🤖 AI Summary
Clinical research is often hindered by cumbersome workflows, reliance on programming expertise, and restricted access to sensitive data, limiting its accessibility to non-technical investigators. This work proposes CARIS (Clinical AI Research System), the first framework integrating large language models with the Model Context Protocol (MCP) to enable end-to-end, code-free, and privacy-preserving automated clinical research—from study design and analysis to report generation—while supporting human-in-the-loop iterative refinement. CARIS incorporates Vibe machine learning, literature retrieval, and the TRIPOD+AI reporting framework. Evaluated across three heterogeneous clinical datasets, the system generated study protocols and ethics documentation within 3–4 iterative rounds, achieving 96% coverage in LLM-based report assessments and 82% in manual evaluations, substantially lowering technical barriers while safeguarding data privacy.
📝 Abstract
Clinical research involves labor-intensive processes such as study design, cohort construction, model development, and documentation, requiring domain expertise, programming skills, and access to sensitive patient data. These demands create barriers for clinicians and external researchers conducting data-driven studies. To overcome these limitations, we developed a Clinical Agentic Research Intelligence System (CARIS) that automates the clinical research workflow while preserving data privacy, enabling comprehensive studies without direct access to raw data. CARIS integrates Large Language Models (LLMs) with modular tools via the Model Context Protocol (MCP), enabling natural language-driven orchestration of appropriate tools. Databases remain securely within the MCP server, and users access only the outputs and final research reports. Based on user intent, CARIS automatically executes the full pipeline: research planning, literature search, cohort construction, Institutional Review Board (IRB) documentation, Vibe Machine Learning (ML), and report generation, with iterative human-in-the-loop refinement. We evaluated CARIS on three heterogeneous datasets with distinct clinical tasks. Research plans and IRB documents were finalized within three to four iterations, using evidence from literature and data.
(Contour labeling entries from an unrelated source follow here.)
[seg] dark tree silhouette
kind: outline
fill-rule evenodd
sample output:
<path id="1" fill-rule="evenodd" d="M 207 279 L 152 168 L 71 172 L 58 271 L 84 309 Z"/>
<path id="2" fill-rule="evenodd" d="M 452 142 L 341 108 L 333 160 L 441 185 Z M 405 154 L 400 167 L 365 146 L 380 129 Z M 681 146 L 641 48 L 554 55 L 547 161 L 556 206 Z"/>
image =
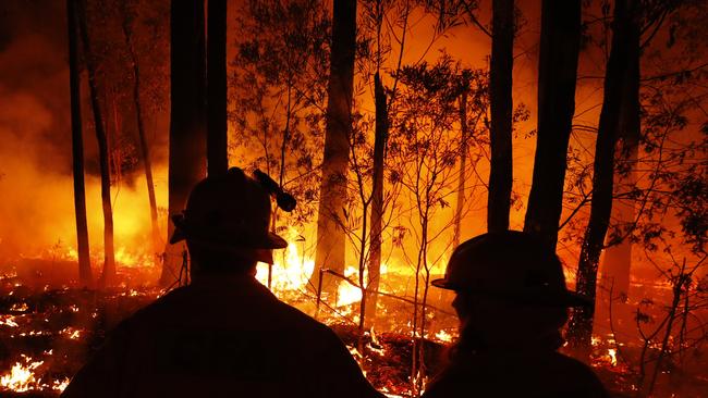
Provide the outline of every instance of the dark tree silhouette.
<path id="1" fill-rule="evenodd" d="M 598 263 L 612 213 L 614 148 L 620 136 L 622 103 L 626 92 L 624 79 L 631 71 L 633 60 L 639 57 L 636 9 L 636 0 L 618 0 L 614 3 L 612 49 L 607 63 L 602 110 L 595 145 L 590 219 L 583 237 L 576 277 L 576 290 L 591 299 L 595 299 Z M 589 355 L 590 349 L 593 315 L 594 309 L 579 308 L 573 311 L 570 322 L 571 345 L 581 348 L 586 355 Z"/>
<path id="2" fill-rule="evenodd" d="M 71 92 L 71 142 L 74 174 L 74 210 L 76 214 L 76 251 L 78 282 L 90 286 L 91 268 L 88 254 L 88 223 L 86 221 L 86 188 L 84 184 L 84 136 L 81 120 L 81 80 L 76 37 L 76 0 L 66 0 L 69 27 L 69 85 Z"/>
<path id="3" fill-rule="evenodd" d="M 229 169 L 227 137 L 227 0 L 210 0 L 207 12 L 207 172 Z"/>
<path id="4" fill-rule="evenodd" d="M 98 160 L 101 172 L 101 203 L 103 209 L 103 273 L 101 285 L 110 286 L 115 282 L 115 253 L 113 249 L 113 209 L 111 206 L 111 176 L 108 138 L 106 126 L 101 114 L 101 107 L 98 101 L 98 83 L 96 80 L 96 64 L 88 40 L 88 27 L 86 23 L 86 3 L 78 4 L 78 25 L 86 59 L 86 71 L 88 72 L 88 89 L 90 94 L 91 109 L 94 111 L 94 128 L 98 141 Z"/>
<path id="5" fill-rule="evenodd" d="M 184 210 L 192 187 L 206 172 L 204 1 L 172 0 L 170 9 L 169 213 Z M 168 236 L 174 226 L 168 223 Z M 160 282 L 172 283 L 182 256 L 168 246 Z"/>
<path id="6" fill-rule="evenodd" d="M 489 65 L 490 147 L 487 229 L 509 229 L 513 181 L 511 98 L 514 47 L 514 1 L 492 1 L 491 60 Z"/>
<path id="7" fill-rule="evenodd" d="M 328 87 L 322 185 L 317 215 L 317 252 L 312 282 L 319 284 L 319 270 L 344 272 L 344 216 L 349 137 L 352 130 L 354 52 L 356 48 L 356 1 L 334 2 L 332 52 Z M 335 291 L 332 278 L 322 281 L 325 291 Z M 334 289 L 334 290 L 332 290 Z"/>
<path id="8" fill-rule="evenodd" d="M 544 0 L 538 60 L 538 137 L 524 231 L 556 246 L 575 111 L 581 0 Z"/>
<path id="9" fill-rule="evenodd" d="M 136 13 L 129 7 L 127 2 L 123 2 L 123 23 L 121 28 L 123 30 L 123 38 L 125 47 L 130 57 L 130 63 L 133 70 L 133 107 L 135 107 L 135 119 L 137 125 L 137 135 L 141 146 L 141 157 L 143 158 L 143 167 L 145 171 L 145 181 L 147 184 L 147 197 L 150 203 L 150 226 L 152 228 L 152 249 L 155 253 L 161 251 L 160 246 L 162 239 L 160 238 L 160 227 L 157 221 L 157 199 L 155 198 L 155 183 L 152 181 L 152 159 L 150 157 L 150 148 L 147 144 L 147 136 L 145 133 L 145 117 L 143 114 L 143 103 L 141 101 L 141 65 L 138 63 L 135 46 L 133 45 L 133 24 Z"/>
The system supported Vibe ML by exploring feature-model combinations, ranking the top ten models, and generating performance visualizations. Final reports showed high completeness based on a checklist derived from the TRIPOD+AI framework, achieving 96% coverage in LLM evaluation and 82% in human evaluation. CARIS demonstrates that agentic AI can transform clinical hypotheses into executable research workflows across heterogeneous datasets. By eliminating the need for coding and direct data access, the system lowers barriers and bridges public and private clinical data environments.